Orbital characteristics
- Epoch 13 January 2016 (JD 2457400.5)
- Uncertainty parameter 0
- Observation arc: 9008 days (24.66 yr)
- Aphelion: 2.023428544361125 AU (302.70060175002 Gm)
- Perihelion: 1.107744504781589 AU (165.71621919495 Gm)
- Semi-major axis: 1.565586524571357 AU (234.20841047248 Gm)
- Eccentricity: 0.2924412113952760
- Orbital period (sidereal): 1.96 yr (715.51 d)
- Mean anomaly: 319.6698827668740°
- Mean motion: 0° 30^{m} 11.302^{s} / day
- Inclination: 7.087399865368700°
- Longitude of ascending node: 88.65316330200990°
- Argument of perihelion: 275.5510819132080°
- Earth MOID: 0.166416 AU (24.8955 Gm)

Physical characteristics
- Mean diameter: 670–1500 meters
- Synodic rotation period: 5.540 h (0.2308 d)
- Spectral type: X
- Absolute magnitude (H): 18.0

= (7474) 1992 TC =

Large asteroid

(7474) 1992 TC is a large sized M-type asteroid discovered by Robert H. McNaught in 1992. It is notably one of a few similar M-type asteroids, including the named asteroids 4660 Nereus and 65803 Didymos, which can be reached easily by spacecraft from Earth.
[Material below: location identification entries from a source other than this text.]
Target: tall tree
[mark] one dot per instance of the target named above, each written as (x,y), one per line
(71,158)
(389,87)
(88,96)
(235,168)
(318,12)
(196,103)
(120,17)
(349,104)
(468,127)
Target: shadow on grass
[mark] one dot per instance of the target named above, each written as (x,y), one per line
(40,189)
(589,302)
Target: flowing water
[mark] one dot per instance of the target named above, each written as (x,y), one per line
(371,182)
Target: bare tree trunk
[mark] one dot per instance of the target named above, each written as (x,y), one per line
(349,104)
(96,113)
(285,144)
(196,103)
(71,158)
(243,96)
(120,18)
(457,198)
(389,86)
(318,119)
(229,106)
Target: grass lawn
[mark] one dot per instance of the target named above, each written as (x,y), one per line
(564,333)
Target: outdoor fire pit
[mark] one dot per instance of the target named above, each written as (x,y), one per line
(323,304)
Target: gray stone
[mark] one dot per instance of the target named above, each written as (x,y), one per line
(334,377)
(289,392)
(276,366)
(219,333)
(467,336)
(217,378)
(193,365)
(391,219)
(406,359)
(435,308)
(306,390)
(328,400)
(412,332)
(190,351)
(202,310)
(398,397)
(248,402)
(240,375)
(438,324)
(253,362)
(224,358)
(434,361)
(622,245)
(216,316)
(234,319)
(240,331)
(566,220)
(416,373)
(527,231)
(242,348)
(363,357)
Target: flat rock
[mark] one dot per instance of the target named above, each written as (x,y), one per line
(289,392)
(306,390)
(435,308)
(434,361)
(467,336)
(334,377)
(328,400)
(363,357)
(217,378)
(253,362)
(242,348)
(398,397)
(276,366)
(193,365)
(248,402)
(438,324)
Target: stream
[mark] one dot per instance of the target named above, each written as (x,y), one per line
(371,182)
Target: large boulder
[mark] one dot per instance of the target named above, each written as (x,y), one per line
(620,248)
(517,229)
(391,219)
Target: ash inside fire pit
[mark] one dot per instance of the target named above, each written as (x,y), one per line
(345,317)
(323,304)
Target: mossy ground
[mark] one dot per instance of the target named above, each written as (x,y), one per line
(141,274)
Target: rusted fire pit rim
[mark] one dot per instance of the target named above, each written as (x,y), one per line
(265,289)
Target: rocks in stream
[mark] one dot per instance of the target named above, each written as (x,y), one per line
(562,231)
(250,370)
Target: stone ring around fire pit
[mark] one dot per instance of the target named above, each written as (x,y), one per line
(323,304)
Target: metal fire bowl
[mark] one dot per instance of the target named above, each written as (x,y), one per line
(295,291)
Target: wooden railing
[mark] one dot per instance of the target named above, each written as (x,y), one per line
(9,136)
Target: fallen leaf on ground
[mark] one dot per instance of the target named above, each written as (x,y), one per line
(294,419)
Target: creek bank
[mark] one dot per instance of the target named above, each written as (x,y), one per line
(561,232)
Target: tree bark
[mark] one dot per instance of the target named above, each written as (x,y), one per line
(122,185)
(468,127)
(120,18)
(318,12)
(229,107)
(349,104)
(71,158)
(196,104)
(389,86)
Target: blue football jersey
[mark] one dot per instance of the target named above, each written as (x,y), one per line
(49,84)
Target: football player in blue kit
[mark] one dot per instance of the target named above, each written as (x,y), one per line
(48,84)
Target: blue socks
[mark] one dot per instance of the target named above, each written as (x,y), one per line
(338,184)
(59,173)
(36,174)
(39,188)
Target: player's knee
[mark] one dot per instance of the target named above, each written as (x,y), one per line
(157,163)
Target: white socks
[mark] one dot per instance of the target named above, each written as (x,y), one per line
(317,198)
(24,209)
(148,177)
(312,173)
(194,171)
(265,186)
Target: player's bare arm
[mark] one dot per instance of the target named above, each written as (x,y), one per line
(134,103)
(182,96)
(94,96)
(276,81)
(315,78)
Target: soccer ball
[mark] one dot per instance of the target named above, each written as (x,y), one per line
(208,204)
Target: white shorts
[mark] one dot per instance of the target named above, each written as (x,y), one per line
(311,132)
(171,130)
The delta-V required to reach 1992 TC would be about 5.6 km/s, which is less than is needed to reach the Moon. M-type asteroids are thought to be composed primarily of nickel and iron, which if proven to be true means that 1992 TC may one day become an important source of raw materials in space.

With an absolute magnitude of 18.0, the asteroid is about 670–1500 meters in diameter. On 2031-Aug-11 the asteroid will pass 0.085 AU from Mars.